Monday, October 17, 2016

Struggling to Process the Medicated Ramblings of My Mind

Yesterday morning, before church, I told God that I was giving up the fight. That the sickness that has had a grip on my body for so many months might as well take over. I was done trying to get better; I didn't feel like pushing for healing anymore. I was at that point where allowing the physical to consume all and destroy me was almost welcoming. I just didn't want to keep going anymore.

But I went to church because I had committed to doing the slides for the service. I could probably have begged off, since I had just been at the doctor's office Friday afternoon and was diagnosed with a sinus and ear infection yet again. It would have probably been easier to just play the I'm too sick to come in card. But I went, and it was like the sermon was aimed over the crowd straight into the tech booth and pointed directly at me. (Wheatland Salem Church - Jen Wilson) It was about the point in David's life where he has just lost his child and he gives up, knowing that the people are looking at Absalom to become the next king.

I feel like I've lost so much to this crazy series of illnesses. I've lost the energy I had to do things I love doing. I've lost out on so many friendships because I don't feel up to making or taking phone calls. I'm missing out on enjoying my nieces and nephews because my immune system can't handle being exposed to normal childhood illnesses. I'm missing work and church and small groups and a hundred other things, because my body just can't keep up.

Yet, somehow, I've pushed myself to this point. The breaking point where I've done all I can do and my body has chosen to say no more. Because I wasn't willing to face the truth that I'm really this sick and need to take some downtime to recover. Because I don't like to sit still and rest. Because resting without input requires me to let my mind process life. And there are some life experiences that I just don't want to process.
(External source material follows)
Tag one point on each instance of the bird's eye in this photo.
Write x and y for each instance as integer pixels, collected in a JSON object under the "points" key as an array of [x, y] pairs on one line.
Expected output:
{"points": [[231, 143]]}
I'm going to have to, though. Yesterday, it was pointed out to me by someone I trust very much that my mind isn't as dark of a place as I have always believed it was. That the experiences that led to my understanding my mind as a "darkened cave, black as the night" are really more like blue experiences. Sad ones that nobody should have to go through, but not black. Resting and taking time to process feels so vulnerable. Like I don't have the strength to face what comes next. Like I'm destroying myself and all who surround me with depression and ultimately destruction.

I know that I'm being trained for a position of incredible spiritual leadership. I don't want to lead though. I just want to be the good girl in the back pew on Sunday morning. Pitching in where a hand is needed, but not the one leading. I don't want the responsibility that comes with leading. Everyone else seems to see the leader that I am becoming. All I see is the growing sense of failure. From where I sit, it looks like all I'm good at anymore is letting everyone down.

When it comes to facing "home", that small town I grew up in, there are so many feelings. I miss staying with my dad's parents and my great grandma. Most of my grandparents are gone, either literally or mentally (Alzheimer's runs on both sides of my family - and some of those who I looked up to most as a kid and as a teenager don't even recognize me anymore.) It was where I first fell in "love." The first guy to really hurt me was from there. I had two miscarriages there (but didn't tell anyone except the father.) I miss my family, but some have hurt me in ways that they will never understand. I miss my friends that I had there. Those friends have moved on too. My first job was there - working in the back at McDonald's. I miss seeing Candy Cane Lane all lit up at Christmas, but it has been so many years that I don't even know if they still carry on that tradition. I've missed so many things, like my brother graduating from high school AND college. My sister's little girl barely recognizes me. I've been gone for so long that I don't know how to go back. I don't know if I can go back.